Speaking of how much time children should spend outdoors, Mason says "long hours they should be; not two, but four, five, or six hours they should have on every tolerably fine day, from April till October" (page 40, location 816). She encouraged playing outside, eating outside, napping and science and French lessons outside.
Now, taken into the Victorian context it was written in, this was fairly sensible advice. We speak of pollution nowadays, but what was it like to live indoors in a little cabin filled with the second-hand smoke of cooking and heating, and father's pipe? Outdoor, country air would have been much better for little lungs, especially children who may have struggled with asthma or chronic pneumonia.

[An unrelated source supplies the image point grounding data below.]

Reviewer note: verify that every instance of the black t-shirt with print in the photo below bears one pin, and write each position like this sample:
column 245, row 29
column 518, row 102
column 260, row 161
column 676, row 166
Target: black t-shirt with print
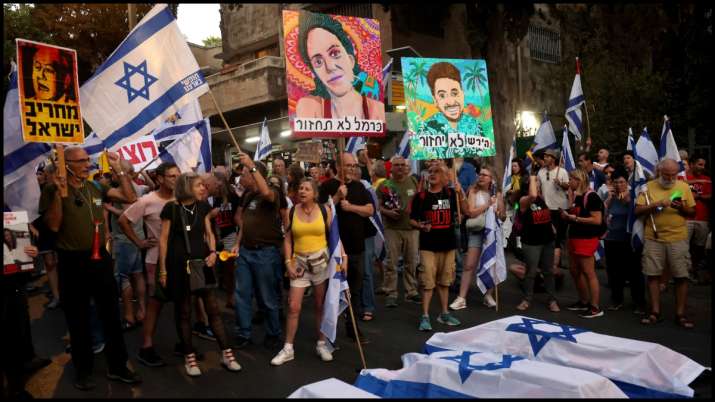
column 439, row 210
column 536, row 220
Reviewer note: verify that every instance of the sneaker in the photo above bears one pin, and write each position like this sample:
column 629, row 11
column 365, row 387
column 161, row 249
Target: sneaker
column 578, row 306
column 203, row 331
column 458, row 303
column 229, row 362
column 425, row 324
column 285, row 355
column 124, row 375
column 98, row 348
column 592, row 312
column 85, row 383
column 489, row 301
column 149, row 357
column 322, row 350
column 448, row 319
column 415, row 298
column 191, row 365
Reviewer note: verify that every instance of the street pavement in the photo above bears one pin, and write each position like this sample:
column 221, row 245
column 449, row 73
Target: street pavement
column 392, row 333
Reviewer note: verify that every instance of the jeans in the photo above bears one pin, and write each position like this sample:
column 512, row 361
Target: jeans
column 368, row 287
column 258, row 267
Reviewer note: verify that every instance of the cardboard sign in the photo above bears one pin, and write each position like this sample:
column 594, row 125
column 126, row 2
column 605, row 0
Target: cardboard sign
column 309, row 152
column 333, row 75
column 16, row 236
column 139, row 152
column 49, row 93
column 448, row 108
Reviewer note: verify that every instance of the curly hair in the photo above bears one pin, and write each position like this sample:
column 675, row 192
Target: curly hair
column 310, row 21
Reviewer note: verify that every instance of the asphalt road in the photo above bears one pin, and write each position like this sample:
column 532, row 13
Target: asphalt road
column 392, row 333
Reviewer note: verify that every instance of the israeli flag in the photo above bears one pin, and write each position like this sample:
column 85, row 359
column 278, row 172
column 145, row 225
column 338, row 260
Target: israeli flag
column 566, row 153
column 492, row 265
column 646, row 153
column 668, row 149
column 355, row 144
column 148, row 78
column 20, row 162
column 506, row 181
column 483, row 374
column 639, row 369
column 191, row 150
column 335, row 300
column 573, row 108
column 264, row 147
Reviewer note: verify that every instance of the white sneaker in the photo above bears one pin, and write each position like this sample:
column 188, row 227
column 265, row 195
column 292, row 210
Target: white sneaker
column 489, row 301
column 228, row 361
column 458, row 303
column 322, row 350
column 191, row 366
column 283, row 356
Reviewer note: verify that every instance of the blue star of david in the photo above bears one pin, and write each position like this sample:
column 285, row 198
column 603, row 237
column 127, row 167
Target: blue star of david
column 527, row 327
column 466, row 369
column 125, row 81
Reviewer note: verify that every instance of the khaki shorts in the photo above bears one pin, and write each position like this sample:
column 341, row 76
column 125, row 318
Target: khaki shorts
column 698, row 233
column 657, row 256
column 437, row 268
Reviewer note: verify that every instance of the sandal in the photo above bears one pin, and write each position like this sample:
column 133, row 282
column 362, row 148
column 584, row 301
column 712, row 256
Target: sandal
column 652, row 319
column 683, row 321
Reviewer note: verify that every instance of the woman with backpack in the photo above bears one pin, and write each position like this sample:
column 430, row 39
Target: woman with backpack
column 586, row 226
column 306, row 249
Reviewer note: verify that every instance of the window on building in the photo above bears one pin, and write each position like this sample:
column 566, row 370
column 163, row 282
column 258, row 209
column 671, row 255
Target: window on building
column 544, row 44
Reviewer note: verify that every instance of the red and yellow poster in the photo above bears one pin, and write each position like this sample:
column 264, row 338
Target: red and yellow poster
column 49, row 93
column 333, row 75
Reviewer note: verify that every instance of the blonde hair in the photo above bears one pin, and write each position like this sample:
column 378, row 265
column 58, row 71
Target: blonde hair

Also, the Victorians were just advanced enough to notice that people who were solely confined indoors were sickly. Among other things, they were apt to develop rickets (soft or weak bones). This is because bones need calcium and vitamin D to grow. At the time, vitamin D was not added to milk, but of course, the body could make it from sunlight.
Perhaps if she'd known about skin cancer, her advice might have been moderated a little. Perhaps she would have said, "Have a picnic outdoors and keep your children outside until 10 or 11 am, then bring them in for lessons or handicrafts until 2 or 3 when the sunlight is less direct, and finish your day with an al fresco picnic and bathtime." Perhaps she would have suggested the use of sunscreen or sun hats. Yet, I'm sure she still would have said, "Take those children outside."